As the snow began again to drift slowly to the earth we decided to take advantage of the last few moments of daylight and put the leash on the dog to go outside to play.

The park was empty, the fresh snow completely undisturbed. The streetlamps had already come on and were throwing orange shadows across the white blanket. We walked in silence as the Elliott bounded back and forth, snapping at the snow with her teeth, jubilant at the freedom we were momentarily granting her by letting go of her leash.

I broke the silence by launching a snowball directly at his head. He dodged it by jumping back and it broke across his thigh. We noisily darted throughout the park, hurling snowballs at each other, laughing at the dog as she tried desperately to jump to catch them in her mouth.

It was so easy to be with him like that. It felt so right, so complete. It made it impossible to remember why I was now living in Brooklyn, why he was moving back to Atlanta.

He told me late that Sunday night, after I had returned to Brooklyn and he was safely away from my wrath, that his parents were to drive up the next afternoon, to pick him up and take him back to Atlanta. He asked me to have dinner with them that night.

I had debated with myself all day, the inside of my mind resembled a battlefield, bodies strewn about, dismembered and ragged. The side of me that lacks the gene for self preservation had won out to that point, and I resolved to make the trek uptown to dine with my once would be family. I am a glutton for torture.
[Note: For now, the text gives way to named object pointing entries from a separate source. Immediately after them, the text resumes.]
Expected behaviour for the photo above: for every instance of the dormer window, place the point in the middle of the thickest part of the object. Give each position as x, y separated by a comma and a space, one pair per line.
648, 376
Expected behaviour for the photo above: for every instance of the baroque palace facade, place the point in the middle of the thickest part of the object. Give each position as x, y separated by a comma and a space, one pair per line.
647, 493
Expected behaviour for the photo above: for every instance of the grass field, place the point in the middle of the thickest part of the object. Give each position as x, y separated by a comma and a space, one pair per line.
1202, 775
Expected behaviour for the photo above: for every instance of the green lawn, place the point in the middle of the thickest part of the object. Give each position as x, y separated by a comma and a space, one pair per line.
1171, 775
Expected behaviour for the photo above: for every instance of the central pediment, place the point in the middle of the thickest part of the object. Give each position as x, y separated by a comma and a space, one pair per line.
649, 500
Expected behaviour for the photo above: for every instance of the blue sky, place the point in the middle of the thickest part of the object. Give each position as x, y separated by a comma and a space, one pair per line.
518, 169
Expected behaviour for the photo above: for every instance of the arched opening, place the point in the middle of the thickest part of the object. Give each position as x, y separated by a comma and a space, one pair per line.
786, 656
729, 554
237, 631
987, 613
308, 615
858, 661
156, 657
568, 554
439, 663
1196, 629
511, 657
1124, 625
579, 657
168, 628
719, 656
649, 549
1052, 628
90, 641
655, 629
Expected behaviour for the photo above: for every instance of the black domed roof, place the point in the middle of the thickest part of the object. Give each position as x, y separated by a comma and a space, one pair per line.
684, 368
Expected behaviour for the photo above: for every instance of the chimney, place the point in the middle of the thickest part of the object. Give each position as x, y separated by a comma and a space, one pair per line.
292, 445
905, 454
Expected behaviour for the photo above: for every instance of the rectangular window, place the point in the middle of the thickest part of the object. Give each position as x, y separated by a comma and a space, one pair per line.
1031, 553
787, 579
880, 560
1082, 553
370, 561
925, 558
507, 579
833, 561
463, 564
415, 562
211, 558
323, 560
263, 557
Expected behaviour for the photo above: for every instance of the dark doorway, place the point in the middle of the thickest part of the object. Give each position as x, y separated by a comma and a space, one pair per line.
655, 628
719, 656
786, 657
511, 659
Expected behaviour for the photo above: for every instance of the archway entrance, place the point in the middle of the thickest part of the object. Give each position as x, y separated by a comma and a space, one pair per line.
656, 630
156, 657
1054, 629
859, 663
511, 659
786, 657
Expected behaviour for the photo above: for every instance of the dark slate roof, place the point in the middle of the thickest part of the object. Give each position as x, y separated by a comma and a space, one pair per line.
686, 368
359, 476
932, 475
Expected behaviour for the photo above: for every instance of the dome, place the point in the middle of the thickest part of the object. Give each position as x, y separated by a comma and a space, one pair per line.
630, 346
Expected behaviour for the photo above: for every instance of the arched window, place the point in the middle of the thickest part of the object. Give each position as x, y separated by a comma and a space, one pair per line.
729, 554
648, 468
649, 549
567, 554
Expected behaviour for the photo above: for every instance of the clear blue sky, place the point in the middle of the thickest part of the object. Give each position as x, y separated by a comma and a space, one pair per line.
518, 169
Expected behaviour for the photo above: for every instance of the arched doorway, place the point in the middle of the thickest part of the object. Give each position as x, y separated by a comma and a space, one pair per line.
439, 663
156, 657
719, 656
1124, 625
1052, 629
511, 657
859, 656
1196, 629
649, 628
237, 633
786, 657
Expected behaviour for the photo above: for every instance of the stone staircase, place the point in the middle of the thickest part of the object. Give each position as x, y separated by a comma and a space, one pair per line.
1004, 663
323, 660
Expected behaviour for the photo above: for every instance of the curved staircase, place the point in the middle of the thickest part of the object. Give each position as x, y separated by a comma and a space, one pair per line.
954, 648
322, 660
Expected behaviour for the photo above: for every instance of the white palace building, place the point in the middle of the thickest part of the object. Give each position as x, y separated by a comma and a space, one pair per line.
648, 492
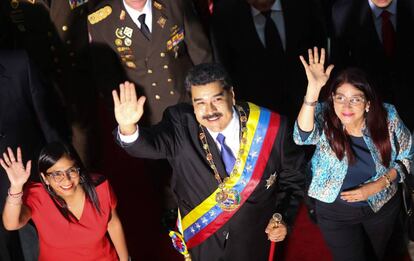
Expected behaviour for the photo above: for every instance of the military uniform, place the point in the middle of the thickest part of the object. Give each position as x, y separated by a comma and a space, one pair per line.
55, 35
157, 66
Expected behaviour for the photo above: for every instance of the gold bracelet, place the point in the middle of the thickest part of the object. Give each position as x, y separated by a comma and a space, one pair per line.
387, 180
309, 103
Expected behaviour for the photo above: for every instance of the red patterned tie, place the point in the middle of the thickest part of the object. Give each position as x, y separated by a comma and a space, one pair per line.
388, 34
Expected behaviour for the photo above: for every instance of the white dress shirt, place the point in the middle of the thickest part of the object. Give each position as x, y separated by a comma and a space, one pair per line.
277, 17
376, 15
134, 14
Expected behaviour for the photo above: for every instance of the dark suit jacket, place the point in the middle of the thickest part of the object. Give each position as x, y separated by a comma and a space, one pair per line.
157, 72
276, 83
356, 43
176, 139
25, 117
55, 37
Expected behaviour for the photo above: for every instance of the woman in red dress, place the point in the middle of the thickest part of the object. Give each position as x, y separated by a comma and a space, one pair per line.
73, 211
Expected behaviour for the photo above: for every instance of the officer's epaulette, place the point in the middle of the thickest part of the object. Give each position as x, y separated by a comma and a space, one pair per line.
99, 15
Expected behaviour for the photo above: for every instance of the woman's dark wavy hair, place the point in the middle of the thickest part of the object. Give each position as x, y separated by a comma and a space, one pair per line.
48, 157
375, 118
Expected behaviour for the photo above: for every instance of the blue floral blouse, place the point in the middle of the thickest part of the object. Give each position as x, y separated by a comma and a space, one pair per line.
328, 172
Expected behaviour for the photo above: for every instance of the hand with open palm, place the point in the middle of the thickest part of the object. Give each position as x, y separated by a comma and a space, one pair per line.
128, 109
315, 72
17, 173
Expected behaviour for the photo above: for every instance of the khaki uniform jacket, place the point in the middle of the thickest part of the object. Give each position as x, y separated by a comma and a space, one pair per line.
157, 66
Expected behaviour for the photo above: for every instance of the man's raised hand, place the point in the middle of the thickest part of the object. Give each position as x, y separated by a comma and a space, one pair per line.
128, 109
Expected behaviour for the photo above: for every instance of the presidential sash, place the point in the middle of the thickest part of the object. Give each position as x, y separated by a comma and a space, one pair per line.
205, 219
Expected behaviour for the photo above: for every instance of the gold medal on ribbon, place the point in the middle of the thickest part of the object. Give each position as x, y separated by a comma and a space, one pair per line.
228, 199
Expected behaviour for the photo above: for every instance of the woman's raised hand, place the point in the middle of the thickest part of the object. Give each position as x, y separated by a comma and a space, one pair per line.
16, 171
315, 70
128, 109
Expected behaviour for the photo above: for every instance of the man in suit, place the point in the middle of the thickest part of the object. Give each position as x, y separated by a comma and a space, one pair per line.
259, 42
376, 35
54, 34
24, 122
234, 165
152, 43
155, 41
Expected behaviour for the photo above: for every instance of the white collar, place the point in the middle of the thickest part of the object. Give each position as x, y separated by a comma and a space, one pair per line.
277, 6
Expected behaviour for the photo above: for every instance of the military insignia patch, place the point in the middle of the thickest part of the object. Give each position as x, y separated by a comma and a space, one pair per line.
75, 3
99, 15
118, 42
122, 15
119, 33
271, 180
175, 39
157, 5
161, 21
128, 31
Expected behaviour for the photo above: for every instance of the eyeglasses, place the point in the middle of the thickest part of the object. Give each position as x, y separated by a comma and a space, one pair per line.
59, 175
353, 101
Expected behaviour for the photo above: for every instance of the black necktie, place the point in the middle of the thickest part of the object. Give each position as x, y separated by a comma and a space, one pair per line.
144, 28
388, 34
272, 37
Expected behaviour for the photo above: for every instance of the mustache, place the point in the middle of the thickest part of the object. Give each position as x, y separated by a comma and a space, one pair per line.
214, 115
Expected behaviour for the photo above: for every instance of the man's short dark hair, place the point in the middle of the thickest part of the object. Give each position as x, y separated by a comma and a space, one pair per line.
206, 73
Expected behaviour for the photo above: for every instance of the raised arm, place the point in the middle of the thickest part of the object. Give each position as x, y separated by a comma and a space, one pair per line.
128, 109
15, 214
317, 77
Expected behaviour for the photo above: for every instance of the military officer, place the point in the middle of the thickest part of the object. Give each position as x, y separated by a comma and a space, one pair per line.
154, 41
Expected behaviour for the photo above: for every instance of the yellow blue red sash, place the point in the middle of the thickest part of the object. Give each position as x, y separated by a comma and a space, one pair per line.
205, 219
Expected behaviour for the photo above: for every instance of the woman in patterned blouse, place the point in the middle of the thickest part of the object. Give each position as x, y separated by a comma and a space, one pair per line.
361, 146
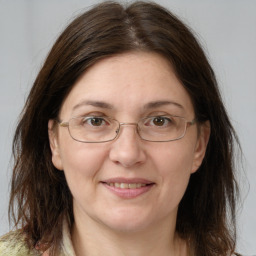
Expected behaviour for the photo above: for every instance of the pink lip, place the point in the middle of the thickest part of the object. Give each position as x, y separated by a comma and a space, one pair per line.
128, 193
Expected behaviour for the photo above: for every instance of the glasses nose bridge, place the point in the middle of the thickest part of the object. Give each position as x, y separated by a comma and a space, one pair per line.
128, 124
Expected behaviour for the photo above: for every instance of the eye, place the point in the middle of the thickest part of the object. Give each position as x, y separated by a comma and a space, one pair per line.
94, 121
160, 121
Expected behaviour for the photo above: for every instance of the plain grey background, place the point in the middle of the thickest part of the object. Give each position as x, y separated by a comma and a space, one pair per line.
226, 29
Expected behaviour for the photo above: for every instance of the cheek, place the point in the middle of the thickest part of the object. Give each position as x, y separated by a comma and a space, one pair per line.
175, 164
81, 163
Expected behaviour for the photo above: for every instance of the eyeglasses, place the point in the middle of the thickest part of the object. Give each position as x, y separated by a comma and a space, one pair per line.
97, 129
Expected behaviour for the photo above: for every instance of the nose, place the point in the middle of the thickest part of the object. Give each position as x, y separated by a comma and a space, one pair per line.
127, 149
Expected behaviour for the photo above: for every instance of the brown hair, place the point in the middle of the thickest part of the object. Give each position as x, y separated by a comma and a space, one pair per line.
206, 215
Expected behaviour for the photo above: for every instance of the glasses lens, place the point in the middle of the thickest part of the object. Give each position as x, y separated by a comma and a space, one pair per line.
93, 129
162, 128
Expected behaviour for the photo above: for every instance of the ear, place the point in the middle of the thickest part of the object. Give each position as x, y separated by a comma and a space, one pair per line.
54, 145
201, 145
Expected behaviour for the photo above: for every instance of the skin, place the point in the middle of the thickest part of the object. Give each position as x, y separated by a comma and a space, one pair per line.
144, 225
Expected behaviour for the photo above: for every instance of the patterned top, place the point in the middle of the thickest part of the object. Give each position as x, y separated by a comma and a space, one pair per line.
14, 244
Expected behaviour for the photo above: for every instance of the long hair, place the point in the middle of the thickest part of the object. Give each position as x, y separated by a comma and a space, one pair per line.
40, 197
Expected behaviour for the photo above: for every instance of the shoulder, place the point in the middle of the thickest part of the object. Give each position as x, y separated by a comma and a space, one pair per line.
14, 243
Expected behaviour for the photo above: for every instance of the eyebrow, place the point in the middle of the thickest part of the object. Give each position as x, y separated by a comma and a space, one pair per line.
156, 104
98, 104
105, 105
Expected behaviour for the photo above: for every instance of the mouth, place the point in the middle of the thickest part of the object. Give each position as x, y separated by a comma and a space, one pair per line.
127, 185
128, 188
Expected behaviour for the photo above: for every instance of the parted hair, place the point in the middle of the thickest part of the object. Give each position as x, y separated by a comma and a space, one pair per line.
40, 198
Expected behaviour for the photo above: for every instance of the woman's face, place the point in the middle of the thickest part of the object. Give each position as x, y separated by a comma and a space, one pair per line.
128, 87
I called him on my way to the train, when he didn't answer I wavered in my resolve. He called me back nearly immediately, but it was long enough to go over the list of reasons in my head why I shouldn't meet him. I told him to call me when he was done running about with his family, already resigned to going home to sulk in my loneliness. Really, I couldn't bear saying goodbye to just him, let alone him and his parents at once. The thought was unendurable.

When he called, I made an excuse not to go. He offered instead to come to me once they were done, weak as ever, I accepted. I sobbed on my bed when we hung up, for once not caring if my roommate heard.

I clung to him that night, never letting our contact break for even a moment, savoring his scent, the heat that rolled off his smooth skin. I barely slept, drifting in and out of consciousness, content to just be in the crook of his arm, the place I felt safe, terrified that the night would end too soon and he would leave. Leave this apartment. Leave New York. Leave me. Forever.

What a cruel joke time plays. The moments of pleasure and tranquility pass with the blink of an eye. The days of numbness last a boundless eternity. The nights of anguish, never ending.